Paula lo miró con expresión pensativa y de repente tuvo la impresión de que la estaban manipulando, aunque no supo cómo.
—¿Estás tramando algo?
—Solo intento ser tu amigo, nada más. Me lo paso bien a tu lado y quiero echarte una mano para que no me des la patada. Edilean es un lugar aterrador.
Kim no pudo evitar reírse.
—¡Lo será cuando mi hermano recuerde dónde te ha visto antes! En aquel momento, no entendí por qué te tapabas la cara. ¿De verdad estuviste a punto de matarlo?
—Sí —reconoció—. Casi me da un infarto. Allí estaba yo, en Marruecos, intentando recortarle tiempo a Jake Jones con Ernie, mi mecánico, que era quien llevaba el mapa. Tomé una curva cerrada y apareció un tío cruzando la calle con un burro tan cargado de cajas que el pobre tenía las patas dobladas por el peso.
—Típico de Ruben, sí —comentó ella.
Pedro se levantó y fingió estar sentado tras el volante.
—Antes de tomar la curva, me di cuenta de que había gente gritándonos algo en árabe. No sé tú, pero mi árabe es bastante limitado. Solo sé decir «no» y «gracias». ¿Cómo iba a saber que nos estaban advirtiendo de que un médico estadounidense al que le faltaba un tornillo estaba deambulando por el trazado del rally?
—¿El tuyo era el único coche?
—¡Joder, no! Íbamos detrás de Jake. No había manera de adelantarlo. Le había hecho algo al sistema de inyección, pero no conseguí averiguar qué era exactamente. Cada vez que me acercaba a él, cambiaba de marcha y se alejaba, lanzándonos una lluvia de piedras. Me dejó la luna delantera hecha un desastre. —Pedro se inclinó, sin soltar el volante invisible—. En fin, que allí estaba yo gritándole a Ernie, porque en un rally hay que hablar a grito pelado, que qué era lo que nos decía toda esa gente, y él va y me suelta que como no disminuya la velocidad me voy a cargar el sistema de transmisión, cuando de repente, ¡pum!, aparece ese tío.
—Con un burro —añadió Paula.
—Que se quedó paralizado. El burro tenía dos dedos de frente y supo reconocer el peligro.
—Pero mi hermano no.
—¡Ahí le has dado! Miró hacia el coche que se acercaba a él casi a ciento noventa y...
—Habías aminorado la velocidad para tomar la curva —comentó Paula con solemnidad.
—Sí, lo hice —replicó Pedro, que parecía encantado con su suposición—. Si tu hermano estaba asustado, lo disimulaba muy bien.

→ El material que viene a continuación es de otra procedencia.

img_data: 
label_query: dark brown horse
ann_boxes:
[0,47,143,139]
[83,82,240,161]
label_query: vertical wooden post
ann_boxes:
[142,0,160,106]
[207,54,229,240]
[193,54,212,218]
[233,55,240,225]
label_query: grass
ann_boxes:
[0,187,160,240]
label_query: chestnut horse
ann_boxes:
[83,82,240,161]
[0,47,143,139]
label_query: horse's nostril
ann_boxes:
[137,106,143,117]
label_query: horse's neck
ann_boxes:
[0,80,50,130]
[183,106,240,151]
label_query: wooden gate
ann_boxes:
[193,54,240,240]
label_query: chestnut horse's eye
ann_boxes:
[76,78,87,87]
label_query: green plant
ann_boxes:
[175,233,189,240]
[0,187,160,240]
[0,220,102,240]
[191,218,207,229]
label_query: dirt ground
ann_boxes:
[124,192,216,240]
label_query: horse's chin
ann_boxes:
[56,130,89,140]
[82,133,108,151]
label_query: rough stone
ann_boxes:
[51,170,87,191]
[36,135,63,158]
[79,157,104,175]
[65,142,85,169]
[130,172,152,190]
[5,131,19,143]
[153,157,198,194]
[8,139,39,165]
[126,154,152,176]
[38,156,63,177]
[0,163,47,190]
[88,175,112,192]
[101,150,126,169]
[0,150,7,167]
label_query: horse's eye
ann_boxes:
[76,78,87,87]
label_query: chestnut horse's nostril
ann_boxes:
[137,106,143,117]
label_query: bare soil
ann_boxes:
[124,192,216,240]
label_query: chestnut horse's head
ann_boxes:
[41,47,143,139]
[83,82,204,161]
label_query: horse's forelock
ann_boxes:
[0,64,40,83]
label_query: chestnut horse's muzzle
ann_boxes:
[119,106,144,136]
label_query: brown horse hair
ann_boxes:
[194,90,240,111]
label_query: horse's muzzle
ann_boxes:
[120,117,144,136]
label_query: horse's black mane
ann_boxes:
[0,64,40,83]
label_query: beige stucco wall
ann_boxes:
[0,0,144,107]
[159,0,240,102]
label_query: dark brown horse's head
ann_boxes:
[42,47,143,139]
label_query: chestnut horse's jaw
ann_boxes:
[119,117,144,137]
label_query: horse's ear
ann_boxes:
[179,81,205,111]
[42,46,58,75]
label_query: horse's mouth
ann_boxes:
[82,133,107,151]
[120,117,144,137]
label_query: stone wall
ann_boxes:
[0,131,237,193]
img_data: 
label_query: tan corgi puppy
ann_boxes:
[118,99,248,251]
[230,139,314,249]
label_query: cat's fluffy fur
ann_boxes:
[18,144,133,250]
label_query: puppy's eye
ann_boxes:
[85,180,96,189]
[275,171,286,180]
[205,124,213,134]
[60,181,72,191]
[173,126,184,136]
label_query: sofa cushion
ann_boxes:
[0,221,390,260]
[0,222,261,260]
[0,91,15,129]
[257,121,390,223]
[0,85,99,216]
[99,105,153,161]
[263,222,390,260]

Se limitó a mirarme con el ceño fruncido como si yo fuera una molestia, y después se volvió para tirar de la cuerda del burro.
—¿Cuándo pasó todo esto?
—En el año 2005.
—¡Por Dios! —exclamó Paula—. Eso fue poco después de que su novia de toda la vida lo dejara. Seguro que estaba en la fase aquella en la que su vida le importaba un pimiento.
—Yo me sentiría igual si me echaras de tu vida y me dijeras que no volviera jamás —comentó Pedro, aunque se apresuró a retomar el relato—. Cuando grité, Ernie alzó la vista del mapa y se puso a chillar como una nenaza. Yo pegué un volantazo a lo bestia y pisé el freno a tope, vamos, que casi volcamos.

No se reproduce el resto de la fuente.